While Vaux's article focuses on analytical uncertainty, the second paper details the importance of sampling uncertainty and the central limit theorem. The Krzywinski and Altman article introduced me to the Monty Hall game show problem, which highlights that statistics can be deceptive on first glance!

Always keep in mind that your measurements are estimates, which you should not endow with “an aura of exactitude and finality”. The omnipresence of variability will ensure that each sample will be different.

In closing, another paper that I would highly recommend for beginners is David Streiner's 1996 paper, Maintaining Standards: Differences between the Standard Deviation and Standard Error, and When to Use Each, which has certainly proven handy many times for me!

One of the more bizarre papers I have come across...

...is written by Oleg McNoleg,published in the peer-reviewed journal, Computers & Geosciences. Oleg is affiliated with the prestigious Brigadoon University of Longitudinal Learning, School of Holistic Information Technology, situated in Noplace, Neverland. The title of the paper: The Integration Of GIS, Remote Sensing, Expert Systems And Adaptive Co-Kriging for Environmental Habitat Modeling of the Highland Haggis using Object-Oriented, Fuzzy-Logic and Neural-Network Techniques(phew).

So, what does Oleg McNoleg have to say about the habitat of the Highland Haggis? But firstly, what is a Haggis? A Haggis is a mythological Scottish creature that vaguely reminds me of the misconceptions associated with lemmings. McNoleg writes:

The Highland Haggis is unique amongst all mammals in that it has a pair of legs (either left or right) that are shorter (longer) than the other pair... It is a sad consequence that each year, many fledgling Haggis die whilst attempting to move upslope...

McNoleg then dives into the theoretical aspects of incorporating various geographical techniques to model the habitat of the Highland Haggis. This, of course, includes the insertion of data from a digital elevation model (DEM) that is hierarchically decomposed (?) into a Polymorphic Euclidean Adaptive Region tree (PEARtree - see figure) - of course. Then, McNoleg provides a mathematical framework for modeling Haggis habitats using geophysical data because "It has become customary for papers to contain copious quantities of gratuitous mathematics (Heckbert, 1987 Well and Du, 1993; Rull, 1993)" where Heckbert (1987) is titled 'Ray tracing in jello brand gelatin', Rull (1993) is titled, 'BARRY: An autonomous train-spotter', and there is no reference for Well and Du (1993).

After the theory has been established, what are the results of this study?

Honestly, this may be the most glorious Academia Bizarro entry thus far.

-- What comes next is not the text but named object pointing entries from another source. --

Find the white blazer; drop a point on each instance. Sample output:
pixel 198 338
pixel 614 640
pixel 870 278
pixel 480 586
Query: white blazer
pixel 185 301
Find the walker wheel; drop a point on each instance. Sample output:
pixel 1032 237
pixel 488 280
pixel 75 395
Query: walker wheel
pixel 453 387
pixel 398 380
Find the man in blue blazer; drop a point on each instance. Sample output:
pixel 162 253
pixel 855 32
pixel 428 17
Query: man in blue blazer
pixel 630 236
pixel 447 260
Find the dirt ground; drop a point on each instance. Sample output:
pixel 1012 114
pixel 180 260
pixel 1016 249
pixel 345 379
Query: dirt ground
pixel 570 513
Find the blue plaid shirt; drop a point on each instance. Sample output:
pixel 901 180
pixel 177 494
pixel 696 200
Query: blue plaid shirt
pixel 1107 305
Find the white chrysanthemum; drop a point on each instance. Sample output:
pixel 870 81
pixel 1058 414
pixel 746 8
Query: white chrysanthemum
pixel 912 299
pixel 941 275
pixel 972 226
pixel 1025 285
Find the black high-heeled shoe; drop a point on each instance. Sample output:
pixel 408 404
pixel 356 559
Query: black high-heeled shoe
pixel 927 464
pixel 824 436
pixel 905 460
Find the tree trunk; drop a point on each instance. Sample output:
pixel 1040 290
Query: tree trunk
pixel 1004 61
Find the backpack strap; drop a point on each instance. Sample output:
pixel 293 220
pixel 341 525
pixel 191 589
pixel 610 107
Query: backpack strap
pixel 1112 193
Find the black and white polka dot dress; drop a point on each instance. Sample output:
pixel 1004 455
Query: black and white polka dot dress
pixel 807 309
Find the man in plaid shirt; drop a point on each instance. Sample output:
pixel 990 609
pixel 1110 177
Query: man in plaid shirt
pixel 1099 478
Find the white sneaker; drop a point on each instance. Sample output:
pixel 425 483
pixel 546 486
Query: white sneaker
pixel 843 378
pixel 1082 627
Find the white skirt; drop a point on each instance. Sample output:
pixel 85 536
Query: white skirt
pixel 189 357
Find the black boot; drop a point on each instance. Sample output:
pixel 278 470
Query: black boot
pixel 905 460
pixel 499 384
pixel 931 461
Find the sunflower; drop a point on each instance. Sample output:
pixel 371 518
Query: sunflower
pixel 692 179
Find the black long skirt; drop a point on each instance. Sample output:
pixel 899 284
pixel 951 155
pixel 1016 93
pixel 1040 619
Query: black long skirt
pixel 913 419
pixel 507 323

Hats off to Oleg McNoleg for this wonderfully entertaining paper, chockfull of ridiculous and bizarre references/ideas. You must read it in its entirety to fully grasp the depth of this article. Also, hats off to the editor(s?) of Computers & Geosciences for okaying publication (full disclosure - I was rejected from this journal!) Funnily enough, the Haggis paper has been cited 29 times and I have a hunch to whom the nom de plume, Oleg McNoleg, belongs. Hat tip to Lars Beierlein for bringing this article to my attention!